The Depreciating Value of Data
Posted by Sjoerd-Jaap Westra
CFOs are increasingly being called upon to inform, support and contribute to upper-level strategic decision-making, and in many businesses, financial analysis has replaced financial reporting as the main priority of the CFO.
This change must be reflected in the methods and tools CFOs use. While financial reporting looks back, stating facts about what has happened, financial analysis for strategic decision-making must always look forward, using current data to consider what might happen in the future.
This shift brings with it a change in attitude. Financial reporting was about meeting key deadlines, whether annual, quarterly or monthly. But using financial analysis to aid real-time decision-making requires data that is up to date all the time, not just at certain key moments. It is not enough for data to be just-in-time, it now needs to be real-time.
Why Is Real-Time Data Important?
A piece of data that is truly "real-time" should accurately reflect the world that it models. To make an effective decision in real-time, you need accurate, real-time data.
A piece of data that is correct for today may no longer be relevant, useful or correct the next day.
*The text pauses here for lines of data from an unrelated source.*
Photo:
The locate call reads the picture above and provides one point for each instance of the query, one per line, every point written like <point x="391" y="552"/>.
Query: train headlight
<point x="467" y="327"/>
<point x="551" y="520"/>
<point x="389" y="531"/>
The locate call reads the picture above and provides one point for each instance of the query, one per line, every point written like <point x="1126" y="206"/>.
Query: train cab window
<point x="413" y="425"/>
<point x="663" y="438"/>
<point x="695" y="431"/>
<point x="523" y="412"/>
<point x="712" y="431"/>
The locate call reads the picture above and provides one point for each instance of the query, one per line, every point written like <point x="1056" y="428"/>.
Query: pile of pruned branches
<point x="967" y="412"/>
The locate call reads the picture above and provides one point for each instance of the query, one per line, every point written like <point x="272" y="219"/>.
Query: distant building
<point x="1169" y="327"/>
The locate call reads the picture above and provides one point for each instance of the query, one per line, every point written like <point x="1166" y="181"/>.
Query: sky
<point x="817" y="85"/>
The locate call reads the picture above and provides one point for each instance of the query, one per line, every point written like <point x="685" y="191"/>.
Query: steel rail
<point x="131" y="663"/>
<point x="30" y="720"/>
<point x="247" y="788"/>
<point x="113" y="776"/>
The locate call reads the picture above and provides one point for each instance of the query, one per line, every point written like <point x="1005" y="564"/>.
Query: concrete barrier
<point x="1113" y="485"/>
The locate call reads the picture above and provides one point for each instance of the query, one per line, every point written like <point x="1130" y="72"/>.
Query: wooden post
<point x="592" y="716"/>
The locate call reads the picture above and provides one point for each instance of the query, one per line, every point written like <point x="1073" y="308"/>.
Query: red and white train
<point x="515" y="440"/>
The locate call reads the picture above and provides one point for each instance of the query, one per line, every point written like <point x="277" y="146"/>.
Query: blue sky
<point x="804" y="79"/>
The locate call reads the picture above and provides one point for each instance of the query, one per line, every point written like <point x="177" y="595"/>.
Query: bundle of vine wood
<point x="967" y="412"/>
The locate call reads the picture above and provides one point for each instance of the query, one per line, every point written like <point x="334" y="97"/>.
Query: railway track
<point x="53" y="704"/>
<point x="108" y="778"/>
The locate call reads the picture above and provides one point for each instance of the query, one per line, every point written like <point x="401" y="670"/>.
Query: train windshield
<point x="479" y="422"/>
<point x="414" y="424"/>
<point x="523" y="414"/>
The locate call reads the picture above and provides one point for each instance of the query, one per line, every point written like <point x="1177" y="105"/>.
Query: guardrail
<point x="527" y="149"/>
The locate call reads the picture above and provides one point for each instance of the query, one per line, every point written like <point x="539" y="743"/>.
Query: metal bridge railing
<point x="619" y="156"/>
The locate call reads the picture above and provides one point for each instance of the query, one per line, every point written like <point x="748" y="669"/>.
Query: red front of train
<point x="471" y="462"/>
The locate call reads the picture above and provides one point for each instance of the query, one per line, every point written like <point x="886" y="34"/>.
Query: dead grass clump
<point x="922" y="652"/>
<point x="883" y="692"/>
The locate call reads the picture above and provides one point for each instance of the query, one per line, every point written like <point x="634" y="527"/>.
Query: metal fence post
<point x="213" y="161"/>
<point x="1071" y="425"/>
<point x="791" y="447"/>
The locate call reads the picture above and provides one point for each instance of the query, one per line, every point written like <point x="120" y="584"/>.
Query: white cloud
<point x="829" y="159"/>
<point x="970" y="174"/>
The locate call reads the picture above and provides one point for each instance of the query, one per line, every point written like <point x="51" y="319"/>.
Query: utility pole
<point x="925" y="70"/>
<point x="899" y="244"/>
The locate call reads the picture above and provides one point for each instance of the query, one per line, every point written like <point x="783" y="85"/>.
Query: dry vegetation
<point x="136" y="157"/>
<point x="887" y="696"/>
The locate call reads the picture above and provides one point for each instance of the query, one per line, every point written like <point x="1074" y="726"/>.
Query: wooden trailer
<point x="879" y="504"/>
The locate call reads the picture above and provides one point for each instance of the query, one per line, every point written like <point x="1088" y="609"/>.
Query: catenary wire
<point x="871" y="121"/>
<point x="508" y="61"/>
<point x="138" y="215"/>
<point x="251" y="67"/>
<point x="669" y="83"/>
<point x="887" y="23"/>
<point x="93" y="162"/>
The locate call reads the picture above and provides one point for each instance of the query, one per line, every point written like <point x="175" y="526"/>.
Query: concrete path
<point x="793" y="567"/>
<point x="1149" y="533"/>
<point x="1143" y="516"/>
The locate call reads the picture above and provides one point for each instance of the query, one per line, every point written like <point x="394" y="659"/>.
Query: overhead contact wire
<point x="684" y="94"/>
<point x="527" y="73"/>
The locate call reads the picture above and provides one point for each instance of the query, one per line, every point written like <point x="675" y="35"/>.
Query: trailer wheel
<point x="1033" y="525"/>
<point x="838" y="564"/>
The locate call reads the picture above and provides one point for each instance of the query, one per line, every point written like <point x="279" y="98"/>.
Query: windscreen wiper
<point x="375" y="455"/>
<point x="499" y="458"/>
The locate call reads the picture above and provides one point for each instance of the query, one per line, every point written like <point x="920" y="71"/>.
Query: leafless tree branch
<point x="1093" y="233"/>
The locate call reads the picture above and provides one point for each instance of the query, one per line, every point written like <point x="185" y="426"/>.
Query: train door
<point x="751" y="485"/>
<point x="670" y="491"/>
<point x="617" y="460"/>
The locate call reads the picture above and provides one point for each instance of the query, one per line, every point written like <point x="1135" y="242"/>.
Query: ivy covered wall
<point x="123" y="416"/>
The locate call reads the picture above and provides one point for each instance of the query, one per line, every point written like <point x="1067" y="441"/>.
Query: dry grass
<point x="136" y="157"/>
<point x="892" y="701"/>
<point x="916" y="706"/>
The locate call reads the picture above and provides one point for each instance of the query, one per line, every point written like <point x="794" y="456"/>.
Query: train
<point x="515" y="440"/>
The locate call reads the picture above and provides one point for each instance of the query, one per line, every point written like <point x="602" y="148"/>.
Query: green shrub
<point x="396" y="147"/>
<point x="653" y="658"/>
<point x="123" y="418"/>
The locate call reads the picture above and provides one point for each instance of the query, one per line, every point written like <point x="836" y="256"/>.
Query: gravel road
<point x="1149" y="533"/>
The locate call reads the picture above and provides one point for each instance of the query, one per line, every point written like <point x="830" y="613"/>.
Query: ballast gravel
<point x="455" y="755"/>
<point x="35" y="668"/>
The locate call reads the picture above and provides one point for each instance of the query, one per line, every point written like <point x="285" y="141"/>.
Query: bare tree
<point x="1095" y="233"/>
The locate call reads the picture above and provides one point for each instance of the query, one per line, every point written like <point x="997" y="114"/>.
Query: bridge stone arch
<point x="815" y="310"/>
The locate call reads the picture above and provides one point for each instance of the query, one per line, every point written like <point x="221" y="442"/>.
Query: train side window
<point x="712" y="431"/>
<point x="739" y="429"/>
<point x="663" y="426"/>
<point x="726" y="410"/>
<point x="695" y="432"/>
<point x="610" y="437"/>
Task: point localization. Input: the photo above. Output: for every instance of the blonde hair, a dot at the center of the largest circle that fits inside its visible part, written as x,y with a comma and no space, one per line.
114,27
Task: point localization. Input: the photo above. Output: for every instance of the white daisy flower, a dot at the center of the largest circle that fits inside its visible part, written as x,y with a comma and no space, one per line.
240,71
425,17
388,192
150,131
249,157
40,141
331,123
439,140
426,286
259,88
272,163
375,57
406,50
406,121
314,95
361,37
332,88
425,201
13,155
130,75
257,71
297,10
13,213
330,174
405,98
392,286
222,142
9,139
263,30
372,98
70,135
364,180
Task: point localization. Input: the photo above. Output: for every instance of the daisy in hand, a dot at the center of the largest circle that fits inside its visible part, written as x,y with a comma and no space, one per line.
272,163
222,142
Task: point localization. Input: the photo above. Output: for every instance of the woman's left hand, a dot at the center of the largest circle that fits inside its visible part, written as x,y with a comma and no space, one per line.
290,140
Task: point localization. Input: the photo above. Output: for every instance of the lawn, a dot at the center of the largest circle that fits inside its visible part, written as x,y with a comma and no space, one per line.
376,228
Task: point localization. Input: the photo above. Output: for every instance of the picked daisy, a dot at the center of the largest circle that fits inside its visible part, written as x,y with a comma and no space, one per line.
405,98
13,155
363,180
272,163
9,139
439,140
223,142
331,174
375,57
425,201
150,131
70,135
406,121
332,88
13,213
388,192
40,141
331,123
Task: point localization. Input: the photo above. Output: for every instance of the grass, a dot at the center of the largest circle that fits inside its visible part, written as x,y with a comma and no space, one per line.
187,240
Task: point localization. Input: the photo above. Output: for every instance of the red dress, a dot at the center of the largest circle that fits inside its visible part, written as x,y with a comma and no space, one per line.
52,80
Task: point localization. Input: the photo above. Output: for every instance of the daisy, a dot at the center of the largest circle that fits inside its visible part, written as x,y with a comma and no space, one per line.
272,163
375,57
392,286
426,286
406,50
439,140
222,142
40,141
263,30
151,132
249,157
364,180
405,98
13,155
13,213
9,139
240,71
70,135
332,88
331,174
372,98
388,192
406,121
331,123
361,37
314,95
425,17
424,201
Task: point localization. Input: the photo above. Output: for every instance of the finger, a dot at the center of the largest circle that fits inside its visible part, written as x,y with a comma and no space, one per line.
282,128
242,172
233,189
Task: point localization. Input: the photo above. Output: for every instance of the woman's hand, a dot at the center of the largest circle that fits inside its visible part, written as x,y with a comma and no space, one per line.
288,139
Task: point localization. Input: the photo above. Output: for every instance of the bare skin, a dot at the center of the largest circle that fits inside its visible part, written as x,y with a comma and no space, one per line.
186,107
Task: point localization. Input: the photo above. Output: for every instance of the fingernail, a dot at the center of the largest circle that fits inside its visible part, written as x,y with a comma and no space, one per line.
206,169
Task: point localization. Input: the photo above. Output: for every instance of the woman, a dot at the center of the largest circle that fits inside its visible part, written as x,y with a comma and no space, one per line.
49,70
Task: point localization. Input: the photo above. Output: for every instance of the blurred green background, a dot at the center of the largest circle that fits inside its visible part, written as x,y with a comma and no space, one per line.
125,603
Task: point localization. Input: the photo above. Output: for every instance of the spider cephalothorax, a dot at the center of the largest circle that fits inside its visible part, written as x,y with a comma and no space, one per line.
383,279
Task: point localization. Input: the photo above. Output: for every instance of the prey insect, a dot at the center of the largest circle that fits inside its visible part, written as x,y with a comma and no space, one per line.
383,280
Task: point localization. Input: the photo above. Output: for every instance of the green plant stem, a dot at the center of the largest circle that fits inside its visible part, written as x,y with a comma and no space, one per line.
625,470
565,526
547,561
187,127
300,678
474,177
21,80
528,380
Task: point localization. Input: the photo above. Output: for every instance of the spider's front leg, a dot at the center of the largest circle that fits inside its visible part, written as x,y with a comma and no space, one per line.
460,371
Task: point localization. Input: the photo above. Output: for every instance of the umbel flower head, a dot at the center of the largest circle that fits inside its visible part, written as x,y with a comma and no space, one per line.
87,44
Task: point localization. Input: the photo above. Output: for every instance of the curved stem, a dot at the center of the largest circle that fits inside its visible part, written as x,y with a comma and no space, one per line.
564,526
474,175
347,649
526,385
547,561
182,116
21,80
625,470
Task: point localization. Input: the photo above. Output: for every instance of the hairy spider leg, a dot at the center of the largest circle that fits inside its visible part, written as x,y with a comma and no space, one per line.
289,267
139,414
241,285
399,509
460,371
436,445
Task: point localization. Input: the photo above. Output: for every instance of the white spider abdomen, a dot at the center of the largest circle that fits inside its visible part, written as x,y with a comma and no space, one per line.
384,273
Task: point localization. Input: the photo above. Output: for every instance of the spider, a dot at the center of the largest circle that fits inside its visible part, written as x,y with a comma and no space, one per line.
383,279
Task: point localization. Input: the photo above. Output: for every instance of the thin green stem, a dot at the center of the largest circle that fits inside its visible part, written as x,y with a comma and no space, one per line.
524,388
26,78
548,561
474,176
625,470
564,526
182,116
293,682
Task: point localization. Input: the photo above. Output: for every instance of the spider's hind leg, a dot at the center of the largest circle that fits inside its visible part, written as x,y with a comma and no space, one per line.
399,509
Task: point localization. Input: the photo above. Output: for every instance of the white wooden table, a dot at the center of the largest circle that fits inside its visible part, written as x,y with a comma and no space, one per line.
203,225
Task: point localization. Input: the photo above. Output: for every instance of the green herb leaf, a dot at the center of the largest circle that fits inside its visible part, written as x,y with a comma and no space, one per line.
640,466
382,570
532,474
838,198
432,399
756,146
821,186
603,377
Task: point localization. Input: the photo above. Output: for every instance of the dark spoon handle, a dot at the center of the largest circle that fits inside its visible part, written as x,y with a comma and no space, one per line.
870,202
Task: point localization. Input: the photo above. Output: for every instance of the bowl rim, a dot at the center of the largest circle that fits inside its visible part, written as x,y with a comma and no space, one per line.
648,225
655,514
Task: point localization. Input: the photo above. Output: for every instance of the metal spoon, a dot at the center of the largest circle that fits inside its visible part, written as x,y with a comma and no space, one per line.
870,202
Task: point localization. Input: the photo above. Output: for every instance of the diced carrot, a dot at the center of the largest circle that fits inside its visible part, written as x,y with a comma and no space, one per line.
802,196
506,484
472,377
In some industries, the effect may be even more extreme: A piece of data that is correct at 9 a.m. might be considered out of date by 10 a.m.
It does not matter how good your decision-making is if that decision relies on out-of-date data. Businesses that do this are relying on the assumption that what was correct when that data was measured is still correct today - this can be expensive.
The Problem With Delayed Data
Millions of people rely on the real-time navigational information that sat navs provide to get from A to B. But what if, instead of providing real-time information, the directions the sat nav gave were five minutes behind? Instead of showing a driver where he is now, the sat nav would show where he was five minutes ago.
Every time that driver reached a junction, he'd have to make an educated guess about the direction to take based on out-of-date information, and then five minutes later he'd discover if he was correct or not. Sometimes he'd get the decision right, but often he'd get it wrong, and he would suffer consequences for this poor decision -- in this case, a delay to his journey.
Decision-makers aren't truck drivers, but they can be misled by poor information in the same way. The difference is, instead of a wrong turn costing 10 minutes of time, it costs a business millions of dollars.
Achieving Real-Time Data
Collecting and using data requires three steps:
- Data is collected and reported.
- Data is manipulated and analyzed to provide intelligence.
- Intelligence is delivered to decision-makers.
In the past, each of these steps involved manual work, significantly slowing the process. Data was collected manually, analyzed manually in Excel, and then delivered through a report or PowerPoint presentation. The more staff a business had working on its data, the faster the process, but it would never be real-time.
Today, business data does not need to languish in the past. The latest financial systems can speed up the process dramatically, allowing businesses to access real-time data. Additionally, new advances in artificial intelligence are delivering significant boosts to data analysis.
Modern Financial Systems Enable Real-Time Data
The latest financial systems, such as Unit4's Office of the CFO suite, enable an organization to access a definitive, real-time view of its finances.
The ability to integrate seamlessly with other key systems means that data is automatically delivered quicker than could ever be achieved manually. This data can be easily manipulated to deliver custom reports to different decision-makers, according to their needs.
Centralized financial data on one user-friendly system allows CFOs and other users to visualize key information, improve cash flow planning, and create complete, accurate reports based on real-time data.
The Growing Role of Artificial Intelligence in Financial Decision-Making
Over the next few years, businesses will increasingly look to AI to transform the speed, accuracy and intelligence of their data analytics and manipulation. Artificial intelligence can be used to analyze and validate large volumes of data and then automatically use that data to create insightful commentaries and reports using advanced analytics and predictive modelling.
All of this can be achieved in a fraction of the time and cost it would take a team of humans to achieve the same result. These advances will free up the CFO and other key finance employees to focus on using the data, rather than just creating it.
Real-Time Data is Essential in Competitive Markets
The advent of big data has shifted the battleground. Businesses previously sought to gain a competitive advantage by tracking more data -- but the amount of information available is now so vast that the true advantage comes from how quickly and accurately you can use it.
Real-time decisions based on real-time data are now a possibility, and the addition of AI means even the most complicated calculations and analytics can be made available faster than ever. Increasingly advanced financial systems create the potential for a huge data-led competitive advantage over competitors with inferior tools and techniques.
The conclusion is clear: Businesses relying on manual or semi-manual solutions that produce out-of-date data must upgrade their systems or risk being out-competed by rivals with better data-driven decision-making.